Project ECHO will demonstrate that healthcare delivered by primary care providers in rural areas can be as safe and effective as that provided by specialists in larger health centers. The goal of the project is for community providers to gain enough knowledge about care of common chronic and complex diseases and to become self-sufficient. We know that providers will need less and less support over time and will eventually start using the teleECHO clinics for help with only the most complex cases. In addition, the knowledge network clinics and lectures inform them of the latest methods of treating diseases.
The project will demonstrate that technology and cross-disciplinary collaboration can be used to leverage scarce healthcare resources.
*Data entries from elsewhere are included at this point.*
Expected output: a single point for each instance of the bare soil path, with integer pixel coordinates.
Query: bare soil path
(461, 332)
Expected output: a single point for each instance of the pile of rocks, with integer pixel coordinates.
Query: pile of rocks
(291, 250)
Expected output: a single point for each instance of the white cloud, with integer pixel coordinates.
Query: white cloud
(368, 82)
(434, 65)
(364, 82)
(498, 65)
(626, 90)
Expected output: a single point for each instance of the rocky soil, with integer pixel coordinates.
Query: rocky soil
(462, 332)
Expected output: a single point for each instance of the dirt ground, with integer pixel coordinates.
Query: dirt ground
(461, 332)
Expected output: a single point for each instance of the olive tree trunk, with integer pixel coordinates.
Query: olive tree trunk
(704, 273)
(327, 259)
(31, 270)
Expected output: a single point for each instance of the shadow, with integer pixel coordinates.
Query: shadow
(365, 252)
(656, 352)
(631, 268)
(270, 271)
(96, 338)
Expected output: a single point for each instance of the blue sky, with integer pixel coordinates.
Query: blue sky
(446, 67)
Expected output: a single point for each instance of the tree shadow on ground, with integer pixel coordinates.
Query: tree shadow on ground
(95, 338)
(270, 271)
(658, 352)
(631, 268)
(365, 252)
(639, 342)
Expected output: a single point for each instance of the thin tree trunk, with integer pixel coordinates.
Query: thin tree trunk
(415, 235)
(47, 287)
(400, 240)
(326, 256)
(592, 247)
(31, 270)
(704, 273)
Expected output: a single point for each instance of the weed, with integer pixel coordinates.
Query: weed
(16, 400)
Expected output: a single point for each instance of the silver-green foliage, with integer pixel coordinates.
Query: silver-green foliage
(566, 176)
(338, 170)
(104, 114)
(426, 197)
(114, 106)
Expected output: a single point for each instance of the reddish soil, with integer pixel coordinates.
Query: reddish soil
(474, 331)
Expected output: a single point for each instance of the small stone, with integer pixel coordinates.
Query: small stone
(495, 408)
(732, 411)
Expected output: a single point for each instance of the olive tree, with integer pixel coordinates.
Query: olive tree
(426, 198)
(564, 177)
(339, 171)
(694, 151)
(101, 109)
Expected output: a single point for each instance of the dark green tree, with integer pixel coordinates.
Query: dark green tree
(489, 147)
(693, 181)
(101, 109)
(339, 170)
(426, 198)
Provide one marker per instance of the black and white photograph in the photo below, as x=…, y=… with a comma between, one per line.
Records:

Some telehealth projects link specialists with remotely located patients. Our project, by contrast, uses technology to build knowledge and skills among remotely located providers.
In addition to technology, Project ECHO relies on cross-disciplinary collaboration for chronic disease management. Collaboration among specialty and primary care providers is an inexpensive way to increase the capacity to provide complex chronic care in medically underserved communities. To get the primary care physician to participate, ECHO-Gujarat will use existing community clinicians and give them the expertise and confidence to be able to treat these diseases. This has the potential to result in a major expansion in capacity to deliver healthcare in rural areas. Such networks also can help alleviate the sense of professional isolation experienced by many rural providers and help them keep up to date with evolving treatment modalities.
Research has shown that communication between primary care providers and specialists is often poor. Primary care providers may not receive feedback about patients they have referred, and specialists may not know the history of patients who have been sent to them for treatment. Project ECHO focuses on care coordination, with primary and specialty care providers working together to care for patients using tools such as videoconferences and shared medical records. It will reduce duplication and variation in treatment and promote evidence-based, reliable care in rural areas, where patients do not have much choice in selecting their primary or specialty providers.
We believe that this healthcare delivery model is uniquely suited to our semi-urban areas in India and could potentially work in poor urban areas or any other communities where there are shortages of healthcare providers. Successful demonstration of the project will allow us to expand the model to address other health care priorities in India and increase the number of participating clinics.
Conclusions:
Reducing barriers and improving access to specialist care represents an important component of health care. Limited access to specialty care leads to worsened health outcomes.
ECHO is an innovative idea that can lead to breakthroughs in the future of Indian healthcare delivery. Ultimately, instead of just treating a few hundred patients a month in each clinic, a cadre of health professionals trained in care of complex diseases such as diabetes and hypertension can deliver specialty care to thousands of patients across India. This “force multiplier effect” holds dramatic promise for transforming health care delivery nationally.